Crosby expected to make full recovery
Share with others:
After weeks of speculation over the status of Penguins captain Sidney Crosby and his recovery from a concussion, the team issued an update Wednesday night on its website.
Crosby, the Penguins said, has visited concussion specialists in Georgia and Michigan, with the conclusion being that he is expected to make a full recovery, but that it could take more time.
He was leading the NHL with 66 points in 41 games when he was diagnosed with a concussion Jan. 6 that sidelined him for the rest of the season and the playoffs.
"I appreciate all the support I've received from my family, friends, teammates and fans and from the entire Penguins organization," Crosby said in the statement after not speaking publicly for about four months.
"I know they only want the best for my health, and for me to be fully ready when I return to game action."
Crosby began experiencing headaches when he reached 90 percent exertion in his rigorous offseason workouts, and that training was altered, although the release did not say how it was altered.

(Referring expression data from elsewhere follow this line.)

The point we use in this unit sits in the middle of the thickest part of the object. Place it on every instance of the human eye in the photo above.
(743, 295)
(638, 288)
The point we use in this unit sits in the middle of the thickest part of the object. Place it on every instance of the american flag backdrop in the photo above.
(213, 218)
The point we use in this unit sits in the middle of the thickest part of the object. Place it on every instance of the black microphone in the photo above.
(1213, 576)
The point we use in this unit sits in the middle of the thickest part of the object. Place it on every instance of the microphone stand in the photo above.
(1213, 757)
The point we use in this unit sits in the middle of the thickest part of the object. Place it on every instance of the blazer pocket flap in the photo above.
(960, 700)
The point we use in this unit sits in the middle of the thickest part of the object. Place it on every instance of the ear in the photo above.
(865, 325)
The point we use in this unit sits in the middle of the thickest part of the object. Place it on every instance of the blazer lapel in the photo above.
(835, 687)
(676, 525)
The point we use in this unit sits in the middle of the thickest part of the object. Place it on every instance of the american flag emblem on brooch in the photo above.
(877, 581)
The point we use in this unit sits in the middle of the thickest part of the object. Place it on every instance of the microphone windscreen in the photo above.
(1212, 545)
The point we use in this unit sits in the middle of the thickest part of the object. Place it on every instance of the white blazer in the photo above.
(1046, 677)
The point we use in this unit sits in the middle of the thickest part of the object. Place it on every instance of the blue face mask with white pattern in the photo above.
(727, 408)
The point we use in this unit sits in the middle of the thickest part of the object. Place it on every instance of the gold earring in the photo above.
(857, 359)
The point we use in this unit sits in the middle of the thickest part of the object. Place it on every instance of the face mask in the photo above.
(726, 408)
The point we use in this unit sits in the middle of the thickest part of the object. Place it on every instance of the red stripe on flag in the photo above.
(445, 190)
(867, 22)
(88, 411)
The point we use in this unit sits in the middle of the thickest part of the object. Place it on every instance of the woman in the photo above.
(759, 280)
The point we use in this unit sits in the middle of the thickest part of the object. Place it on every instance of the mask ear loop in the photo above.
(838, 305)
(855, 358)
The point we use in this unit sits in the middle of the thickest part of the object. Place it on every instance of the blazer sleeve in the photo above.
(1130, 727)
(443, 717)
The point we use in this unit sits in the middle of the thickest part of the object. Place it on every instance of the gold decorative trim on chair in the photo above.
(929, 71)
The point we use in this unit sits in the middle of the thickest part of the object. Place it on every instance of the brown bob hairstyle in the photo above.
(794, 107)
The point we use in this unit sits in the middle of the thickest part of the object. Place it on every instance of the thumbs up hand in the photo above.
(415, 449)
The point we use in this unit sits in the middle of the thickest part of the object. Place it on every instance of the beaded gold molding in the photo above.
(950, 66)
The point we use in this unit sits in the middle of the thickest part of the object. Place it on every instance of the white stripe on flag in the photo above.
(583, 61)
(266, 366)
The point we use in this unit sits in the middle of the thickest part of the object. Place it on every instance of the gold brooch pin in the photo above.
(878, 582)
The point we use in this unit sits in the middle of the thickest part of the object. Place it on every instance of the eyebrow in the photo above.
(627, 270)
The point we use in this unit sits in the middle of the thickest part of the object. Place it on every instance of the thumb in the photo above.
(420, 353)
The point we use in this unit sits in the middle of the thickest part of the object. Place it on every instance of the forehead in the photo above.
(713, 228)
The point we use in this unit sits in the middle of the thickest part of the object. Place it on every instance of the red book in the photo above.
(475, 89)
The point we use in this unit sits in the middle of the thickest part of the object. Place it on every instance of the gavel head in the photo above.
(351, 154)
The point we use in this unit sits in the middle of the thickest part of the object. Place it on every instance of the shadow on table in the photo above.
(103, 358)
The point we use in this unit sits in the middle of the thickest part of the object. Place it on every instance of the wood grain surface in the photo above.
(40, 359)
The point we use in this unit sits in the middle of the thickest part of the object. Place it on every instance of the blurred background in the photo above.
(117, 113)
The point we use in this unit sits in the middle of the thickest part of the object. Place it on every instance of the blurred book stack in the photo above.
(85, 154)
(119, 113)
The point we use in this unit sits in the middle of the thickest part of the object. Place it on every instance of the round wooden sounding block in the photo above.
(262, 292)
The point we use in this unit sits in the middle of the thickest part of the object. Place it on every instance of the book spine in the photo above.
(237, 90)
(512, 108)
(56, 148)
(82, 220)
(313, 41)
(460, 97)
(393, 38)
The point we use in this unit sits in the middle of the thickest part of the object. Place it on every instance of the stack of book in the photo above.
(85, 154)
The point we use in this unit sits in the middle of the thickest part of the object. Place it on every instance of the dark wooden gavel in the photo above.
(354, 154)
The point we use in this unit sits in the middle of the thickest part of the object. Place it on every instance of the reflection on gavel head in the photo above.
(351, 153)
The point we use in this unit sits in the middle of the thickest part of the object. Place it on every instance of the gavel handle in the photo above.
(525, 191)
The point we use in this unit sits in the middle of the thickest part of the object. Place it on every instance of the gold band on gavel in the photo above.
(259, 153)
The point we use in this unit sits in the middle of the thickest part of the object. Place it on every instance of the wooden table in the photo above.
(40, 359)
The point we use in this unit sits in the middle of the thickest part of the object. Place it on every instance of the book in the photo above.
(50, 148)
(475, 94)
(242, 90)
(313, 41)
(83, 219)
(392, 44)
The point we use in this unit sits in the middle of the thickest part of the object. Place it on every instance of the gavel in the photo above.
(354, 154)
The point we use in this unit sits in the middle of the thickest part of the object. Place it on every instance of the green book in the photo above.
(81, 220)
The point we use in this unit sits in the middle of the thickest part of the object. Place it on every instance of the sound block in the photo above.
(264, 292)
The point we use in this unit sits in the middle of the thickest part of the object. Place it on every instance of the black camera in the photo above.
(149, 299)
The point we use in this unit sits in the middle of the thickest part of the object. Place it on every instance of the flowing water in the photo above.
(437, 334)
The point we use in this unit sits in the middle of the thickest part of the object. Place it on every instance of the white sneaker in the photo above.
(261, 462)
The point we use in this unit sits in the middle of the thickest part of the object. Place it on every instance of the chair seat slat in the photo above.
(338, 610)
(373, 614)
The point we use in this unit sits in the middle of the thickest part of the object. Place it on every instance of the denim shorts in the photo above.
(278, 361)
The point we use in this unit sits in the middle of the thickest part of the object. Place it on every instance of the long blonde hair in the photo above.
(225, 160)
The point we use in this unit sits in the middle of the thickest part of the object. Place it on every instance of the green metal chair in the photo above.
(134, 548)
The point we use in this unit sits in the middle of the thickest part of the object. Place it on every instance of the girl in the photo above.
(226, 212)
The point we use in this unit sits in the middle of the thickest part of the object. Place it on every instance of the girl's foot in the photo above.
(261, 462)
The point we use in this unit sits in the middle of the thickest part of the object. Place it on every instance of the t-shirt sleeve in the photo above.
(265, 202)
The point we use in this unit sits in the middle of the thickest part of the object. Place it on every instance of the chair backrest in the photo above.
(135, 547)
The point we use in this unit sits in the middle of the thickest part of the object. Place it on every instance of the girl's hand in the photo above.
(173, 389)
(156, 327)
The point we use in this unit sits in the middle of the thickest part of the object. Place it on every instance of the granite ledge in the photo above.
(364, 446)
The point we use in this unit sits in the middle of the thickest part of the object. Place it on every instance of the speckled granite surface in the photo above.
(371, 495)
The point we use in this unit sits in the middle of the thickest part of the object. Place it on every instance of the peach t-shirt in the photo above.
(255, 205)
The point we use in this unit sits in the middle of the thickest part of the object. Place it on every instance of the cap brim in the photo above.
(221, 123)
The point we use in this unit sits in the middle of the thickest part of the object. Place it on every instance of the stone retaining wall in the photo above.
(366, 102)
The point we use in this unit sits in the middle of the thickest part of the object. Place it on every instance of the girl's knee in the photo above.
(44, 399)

Training camp opens Sept. 16, and the season opens Oct. 6, but it is not known if Crosby will be ready for either of those dates. He is expected back in Pittsburgh in the next few weeks.
"We always knew this was going to be a progressive recovery -- based on how he felt," said Crosby's agent, Pat Brisson, in the release.
"With a concussion, there is not a finite recovery period like with a shoulder injury or a knee injury. That's why we've never even set a specific goal for a return date like the start of training camp or Oct. 1 or anything else. He will play when he is symptom free."
The release said Crosby has made significant progress this summer, which is what general manager Ray Shero and coach Dan Bylsma have said recently. The release also said Crosby's rigorous workouts included skating, shooting, stickhandling and off-ice work. It did not say what his workouts have consisted of since he began having headaches and the workouts were altered.
"We've had him see leading specialists because we want to make sure he gets the best care possible," Brisson said. "The Penguins always encourage their players to get second and third medical opinions and have been very supportive of this. And we've been talking to Ray Shero every step of the way."
Crosby's primary concussion doctor has been Michael Collins of UPMC.
Brisson made a plea to tone down the intense push for information about Crosby:
"We would appreciate patience and understanding at this time. There has been a lot of speculation swirling over the past several weeks. We wish we could provide more specific details about Sidney's recovery, but a concussion is a different kind of injury. It's not something you can check with an X-ray. And you can't predict a precise recovery period. It's all about the way he feels.
"He has been feeling a lot better, but we want to give him all the time he needs to make a full recovery. He's only 24, and he's got a lot of great years ahead of him."